Reed is undoubtedly a country artist so if you’re not into country at all, you won’t be a fan. However, his approach is far more out-there than many of his contemporaries. He clearly has a taste for experimental instrumentation. For instance, there’s a lot more harpsichord on The Unbelievable Guitar & Voice of Jerry Reed than you would expect to find on a country album. On the whole, it’s more produced than the stuff Merle Haggard or George Jones were putting out at this time. His guitar playing is still front and center though and with good reason. Reed’s acoustic picking is most impressive and proves that he earned that nickname. The other thing on prime display here is Reed’s sense of humor. Funny lyrics abound but the best moment comes in “Love Man,” where after delivering a particularly wordy verse, he takes a comically large breath.
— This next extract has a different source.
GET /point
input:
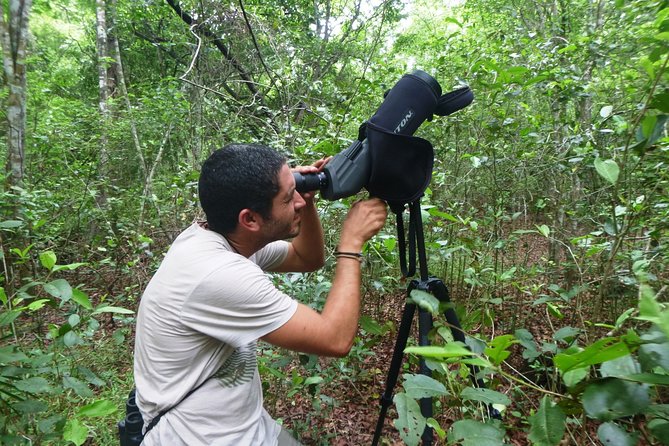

Nashville Underground begins a lot mellower than it’s predecessor. The first three songs are all ballads, starting very strong with “Remembering” and then tapering off in quality. Keeping with the gentler tone, there’s a strong presence of strings throughout the entire album. It’s not all slow songs though. “Tupelo Mississippi Flash” is an upbeat tribute to Elvis Presley that once again shows off Reed’s sense of humor. Then, as if he simply ran out of ideas, Nashville Underground closes with three cover songs. “Hallelujah I Love Her So” is clever and unexpected, but “John Henry” was completely unnecessary and ends the album on a sour note.

The Unbelievable Guitar & Voice of Jerry Reed is easily a few notches above Nashville Underground, but they fit together well and both seem to fly by. Try listening to them together on shuffle. If you’re like me and you avoid Greatest Hits collections, this is a great place to start.